How 'ice needles' weave patterns of stones in frozen landscapes
Nature is full of repeating patterns that are part of the beauty of our world. An international team, including a researcher from the University of Washington, used modern tools to explain repeating patterns of stones that form in cold landscapes.
The new study, published Oct. 5 in the Proceedings of the National Academy of Sciences, uses experimental tools to show how needles of ice growing randomly on frozen ground can gradually move rocks into regular, repeating patterns. The team, based mainly in China and Japan, uses a combination of novel experiments and computer modeling to describe these striking features with new theoretical insights.
"The presence of these amazing patterns that develop without any intervention from humans is pretty striking in nature," said co-author Bernard Hallet, a UW professor emeritus of Earth and space sciences and member of the Quaternary Research Center. "It's like a Japanese garden, but where is the gardener?"
Hallet specializes in studying the patterns that form in polar regions, high-mountain and other cold environments. One of the reasons for the patterns is needle ice. As the temperature drops, the moisture contained in the soil grows into spikes of ice crystals that protrude from the ground.
"When you go out in the backyard after a freezing night and you feel a little crunch under the foot, you're probably walking on needle ice," Hallet said.
As needle ice forms it tends to push up soil particles, and if there are any, small stones. More needle ice can form on patches of bare soil compared to rock-covered areas, Hallet said. The ice needles will slightly displace any remaining stones in the barer region. Over years, the stones begin to cluster in groups, leaving the bare patches essentially stone-free.
"That kind of selective growth involves interesting feedbacks between the size of the stones, the moisture in the soil and the growth of the ice needles," Hallet said.
Hallet had previously reviewed another scientific paper by first author Anyuan Li, formerly at Shaoxing University and now at the University of Tsukuba in Japan. The two began a collaboration that mixes Hallet's longtime expertise investigating patterns in nature with Li's and his collaborators' background in experimental science and computer modeling.
Senior author Quan-Xing Liu at East China Normal University uses fieldwork and lab experiments to understand self-organized patterns in nature. For this study, the experimental setup was a flat square of wet soil a little over 1 foot on each side (0.4 meters) that began with stones spaced uniformly on the surface. The researchers ran the experiment through 30 freeze-thaw cycles. By the end of that time, regular patterns had started to appear.
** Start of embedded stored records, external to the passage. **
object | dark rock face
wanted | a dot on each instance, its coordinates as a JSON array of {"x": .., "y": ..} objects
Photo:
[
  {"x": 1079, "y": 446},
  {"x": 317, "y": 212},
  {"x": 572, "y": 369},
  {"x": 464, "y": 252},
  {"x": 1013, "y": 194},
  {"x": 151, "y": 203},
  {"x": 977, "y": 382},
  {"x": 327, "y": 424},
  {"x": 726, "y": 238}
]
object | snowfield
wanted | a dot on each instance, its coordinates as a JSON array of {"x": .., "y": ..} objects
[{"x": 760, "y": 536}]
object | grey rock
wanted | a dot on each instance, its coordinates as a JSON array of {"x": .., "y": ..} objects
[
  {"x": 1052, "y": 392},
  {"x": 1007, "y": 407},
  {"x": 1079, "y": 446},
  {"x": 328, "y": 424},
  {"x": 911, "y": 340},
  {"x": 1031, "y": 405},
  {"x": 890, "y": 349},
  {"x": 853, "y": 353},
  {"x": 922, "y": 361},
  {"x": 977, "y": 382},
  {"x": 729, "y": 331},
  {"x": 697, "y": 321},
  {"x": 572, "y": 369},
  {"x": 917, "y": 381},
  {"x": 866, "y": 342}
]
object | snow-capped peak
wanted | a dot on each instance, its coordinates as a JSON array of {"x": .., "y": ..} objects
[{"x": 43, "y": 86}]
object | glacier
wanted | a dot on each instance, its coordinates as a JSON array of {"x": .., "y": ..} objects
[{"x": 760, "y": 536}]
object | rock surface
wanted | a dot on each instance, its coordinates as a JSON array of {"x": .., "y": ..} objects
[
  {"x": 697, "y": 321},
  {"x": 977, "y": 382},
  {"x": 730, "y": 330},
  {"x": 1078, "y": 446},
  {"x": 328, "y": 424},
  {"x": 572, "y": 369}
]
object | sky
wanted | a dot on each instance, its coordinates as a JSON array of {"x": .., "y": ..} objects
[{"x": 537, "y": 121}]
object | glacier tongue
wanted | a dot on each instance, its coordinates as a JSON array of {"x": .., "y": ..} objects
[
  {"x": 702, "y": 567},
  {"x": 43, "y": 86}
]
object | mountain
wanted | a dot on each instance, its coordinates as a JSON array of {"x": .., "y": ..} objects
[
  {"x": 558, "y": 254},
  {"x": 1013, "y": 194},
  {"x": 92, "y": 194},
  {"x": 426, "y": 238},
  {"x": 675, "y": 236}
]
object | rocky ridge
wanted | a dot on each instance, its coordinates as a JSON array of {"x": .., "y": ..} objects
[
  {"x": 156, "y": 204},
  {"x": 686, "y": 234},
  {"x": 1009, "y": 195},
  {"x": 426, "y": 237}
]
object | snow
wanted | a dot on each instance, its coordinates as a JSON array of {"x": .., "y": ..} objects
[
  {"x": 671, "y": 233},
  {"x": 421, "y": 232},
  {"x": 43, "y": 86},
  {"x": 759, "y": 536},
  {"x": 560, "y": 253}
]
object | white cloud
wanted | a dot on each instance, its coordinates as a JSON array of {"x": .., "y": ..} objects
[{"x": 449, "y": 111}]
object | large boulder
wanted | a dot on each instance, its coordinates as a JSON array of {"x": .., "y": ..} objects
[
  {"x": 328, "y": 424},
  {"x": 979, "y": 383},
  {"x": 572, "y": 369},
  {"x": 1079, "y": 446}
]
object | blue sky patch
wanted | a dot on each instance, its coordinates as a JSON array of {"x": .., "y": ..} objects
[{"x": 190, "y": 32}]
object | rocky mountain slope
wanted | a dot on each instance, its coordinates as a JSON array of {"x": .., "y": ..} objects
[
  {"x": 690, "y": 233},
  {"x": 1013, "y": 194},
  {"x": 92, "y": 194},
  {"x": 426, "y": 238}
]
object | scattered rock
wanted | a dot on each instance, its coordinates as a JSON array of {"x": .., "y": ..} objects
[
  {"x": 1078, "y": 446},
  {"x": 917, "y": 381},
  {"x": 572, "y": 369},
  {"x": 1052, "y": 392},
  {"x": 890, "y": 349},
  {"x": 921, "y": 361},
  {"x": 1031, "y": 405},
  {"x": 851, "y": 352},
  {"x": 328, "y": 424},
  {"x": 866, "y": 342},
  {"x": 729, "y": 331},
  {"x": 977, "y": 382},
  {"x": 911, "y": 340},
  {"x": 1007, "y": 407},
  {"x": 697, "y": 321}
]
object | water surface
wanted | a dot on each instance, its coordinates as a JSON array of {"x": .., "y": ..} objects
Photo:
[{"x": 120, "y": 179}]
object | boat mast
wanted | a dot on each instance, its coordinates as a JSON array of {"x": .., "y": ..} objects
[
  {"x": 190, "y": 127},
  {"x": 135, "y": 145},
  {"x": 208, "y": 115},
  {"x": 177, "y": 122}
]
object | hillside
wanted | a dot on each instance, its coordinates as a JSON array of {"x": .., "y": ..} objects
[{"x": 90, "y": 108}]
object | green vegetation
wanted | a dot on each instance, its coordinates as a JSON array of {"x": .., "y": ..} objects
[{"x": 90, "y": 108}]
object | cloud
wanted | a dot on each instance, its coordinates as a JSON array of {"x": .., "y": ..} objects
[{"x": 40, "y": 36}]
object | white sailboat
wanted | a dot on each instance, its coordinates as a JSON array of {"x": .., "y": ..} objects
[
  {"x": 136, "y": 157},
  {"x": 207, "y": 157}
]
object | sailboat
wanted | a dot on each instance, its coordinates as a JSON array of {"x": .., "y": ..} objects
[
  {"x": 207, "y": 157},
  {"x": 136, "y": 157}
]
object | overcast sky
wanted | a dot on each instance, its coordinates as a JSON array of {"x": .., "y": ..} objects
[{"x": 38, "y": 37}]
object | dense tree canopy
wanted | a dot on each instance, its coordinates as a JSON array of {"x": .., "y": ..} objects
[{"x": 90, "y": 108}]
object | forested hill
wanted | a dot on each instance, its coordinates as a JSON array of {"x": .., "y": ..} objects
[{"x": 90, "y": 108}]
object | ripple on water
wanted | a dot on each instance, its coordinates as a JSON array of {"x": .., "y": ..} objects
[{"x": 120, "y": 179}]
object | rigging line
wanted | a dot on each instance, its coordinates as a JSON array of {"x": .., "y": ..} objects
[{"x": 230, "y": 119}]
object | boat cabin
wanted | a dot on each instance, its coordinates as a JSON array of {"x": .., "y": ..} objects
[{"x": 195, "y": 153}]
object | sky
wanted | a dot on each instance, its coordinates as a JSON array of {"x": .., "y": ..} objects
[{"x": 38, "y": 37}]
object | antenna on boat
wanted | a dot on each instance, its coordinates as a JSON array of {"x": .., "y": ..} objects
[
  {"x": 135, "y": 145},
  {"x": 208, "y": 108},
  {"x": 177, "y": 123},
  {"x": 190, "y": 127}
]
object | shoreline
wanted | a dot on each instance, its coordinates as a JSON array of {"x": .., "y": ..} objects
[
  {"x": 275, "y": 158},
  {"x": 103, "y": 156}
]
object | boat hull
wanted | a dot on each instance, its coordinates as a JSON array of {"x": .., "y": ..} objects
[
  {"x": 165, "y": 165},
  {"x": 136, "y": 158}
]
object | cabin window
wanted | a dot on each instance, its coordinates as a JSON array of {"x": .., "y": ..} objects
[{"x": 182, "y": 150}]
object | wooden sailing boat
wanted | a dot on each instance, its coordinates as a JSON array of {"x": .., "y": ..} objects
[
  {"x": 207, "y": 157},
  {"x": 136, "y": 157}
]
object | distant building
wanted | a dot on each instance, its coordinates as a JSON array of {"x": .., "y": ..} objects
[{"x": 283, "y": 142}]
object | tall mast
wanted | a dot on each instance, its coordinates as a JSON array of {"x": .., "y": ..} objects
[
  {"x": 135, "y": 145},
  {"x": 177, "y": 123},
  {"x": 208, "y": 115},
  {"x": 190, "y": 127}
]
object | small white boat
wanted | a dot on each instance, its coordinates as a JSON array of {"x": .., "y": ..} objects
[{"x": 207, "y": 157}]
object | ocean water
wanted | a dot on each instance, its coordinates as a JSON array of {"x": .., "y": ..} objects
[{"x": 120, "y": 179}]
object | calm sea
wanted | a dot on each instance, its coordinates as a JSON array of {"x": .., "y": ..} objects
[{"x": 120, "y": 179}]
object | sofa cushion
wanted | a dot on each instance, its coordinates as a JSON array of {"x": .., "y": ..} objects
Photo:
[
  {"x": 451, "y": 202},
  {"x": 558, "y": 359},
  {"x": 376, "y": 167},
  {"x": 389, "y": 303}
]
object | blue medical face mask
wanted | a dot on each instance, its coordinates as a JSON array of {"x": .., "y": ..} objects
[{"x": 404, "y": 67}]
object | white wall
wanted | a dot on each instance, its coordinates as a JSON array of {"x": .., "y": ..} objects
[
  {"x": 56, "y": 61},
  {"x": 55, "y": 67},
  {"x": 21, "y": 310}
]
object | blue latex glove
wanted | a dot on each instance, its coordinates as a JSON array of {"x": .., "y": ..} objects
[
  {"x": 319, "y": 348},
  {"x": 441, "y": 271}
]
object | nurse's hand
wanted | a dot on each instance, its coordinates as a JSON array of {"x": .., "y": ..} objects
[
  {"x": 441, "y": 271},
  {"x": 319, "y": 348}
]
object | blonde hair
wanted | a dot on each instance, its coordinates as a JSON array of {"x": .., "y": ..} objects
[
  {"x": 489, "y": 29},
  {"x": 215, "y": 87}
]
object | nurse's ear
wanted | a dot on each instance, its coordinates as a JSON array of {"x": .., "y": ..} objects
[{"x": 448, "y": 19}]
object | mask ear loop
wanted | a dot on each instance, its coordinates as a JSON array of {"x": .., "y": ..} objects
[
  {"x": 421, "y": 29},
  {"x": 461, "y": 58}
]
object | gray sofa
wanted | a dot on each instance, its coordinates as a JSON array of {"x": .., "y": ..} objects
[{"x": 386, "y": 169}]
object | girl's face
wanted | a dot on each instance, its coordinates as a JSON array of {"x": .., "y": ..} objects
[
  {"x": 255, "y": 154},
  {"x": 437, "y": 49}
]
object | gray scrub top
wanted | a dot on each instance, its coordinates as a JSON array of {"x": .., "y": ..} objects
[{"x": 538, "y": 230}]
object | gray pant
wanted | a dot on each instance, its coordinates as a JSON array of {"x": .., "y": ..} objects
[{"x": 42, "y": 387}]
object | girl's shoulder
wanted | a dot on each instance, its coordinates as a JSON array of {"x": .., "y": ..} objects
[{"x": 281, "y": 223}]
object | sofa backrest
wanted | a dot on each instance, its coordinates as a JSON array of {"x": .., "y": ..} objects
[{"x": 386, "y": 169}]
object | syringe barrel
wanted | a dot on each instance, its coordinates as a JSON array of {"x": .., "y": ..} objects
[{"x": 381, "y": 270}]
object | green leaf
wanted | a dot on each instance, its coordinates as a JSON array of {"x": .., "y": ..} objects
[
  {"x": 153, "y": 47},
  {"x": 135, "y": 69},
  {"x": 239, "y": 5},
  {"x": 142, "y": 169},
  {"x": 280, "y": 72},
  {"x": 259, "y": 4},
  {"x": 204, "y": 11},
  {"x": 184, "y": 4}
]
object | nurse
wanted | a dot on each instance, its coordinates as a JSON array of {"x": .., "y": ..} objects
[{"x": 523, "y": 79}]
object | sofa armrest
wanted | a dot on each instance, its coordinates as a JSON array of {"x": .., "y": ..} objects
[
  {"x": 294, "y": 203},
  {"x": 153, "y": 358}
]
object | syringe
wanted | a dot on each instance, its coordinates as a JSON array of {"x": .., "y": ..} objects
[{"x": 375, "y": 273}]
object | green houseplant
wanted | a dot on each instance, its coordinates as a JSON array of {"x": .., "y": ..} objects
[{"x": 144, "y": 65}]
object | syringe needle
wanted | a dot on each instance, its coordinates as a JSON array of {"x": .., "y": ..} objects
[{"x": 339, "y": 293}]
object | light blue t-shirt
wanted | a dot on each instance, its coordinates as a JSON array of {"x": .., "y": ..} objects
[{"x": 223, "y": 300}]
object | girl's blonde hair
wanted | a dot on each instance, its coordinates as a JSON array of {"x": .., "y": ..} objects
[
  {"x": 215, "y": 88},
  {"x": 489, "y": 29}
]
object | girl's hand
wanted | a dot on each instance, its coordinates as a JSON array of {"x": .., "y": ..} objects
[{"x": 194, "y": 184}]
"The videos are pretty striking, and they show that the ice just comes up and in a single cycle it pushes up stones and moves them slightly to the side," Hallet said. "Because of those experiments and the abilities of the individuals involved to analyze those results, we have much more tangible, quantitative descriptions of these features."
Further experiments looked at how the pattern changed depending on the concentration of stones, the slope of the ground, and the height of the ice needles, which is also affected by the stone concentration. Based on those results, the authors wrote a computer model that predicts what patterns will appear depending on the concentration of stones on the frost-prone surface.
Other co-authors on the new study are Norikazu Matsuoka at the University of Tsukuba; Fujun Niu at the South China University of Technology; Jing Chen and Wensi Hu at East China Normal University; Desheng Li at Shanghai Jiao Tong University in China; Johan van de Koppel at the University of Groningen in The Netherlands; and Nigel Goldenfeld at the University of California, San Diego.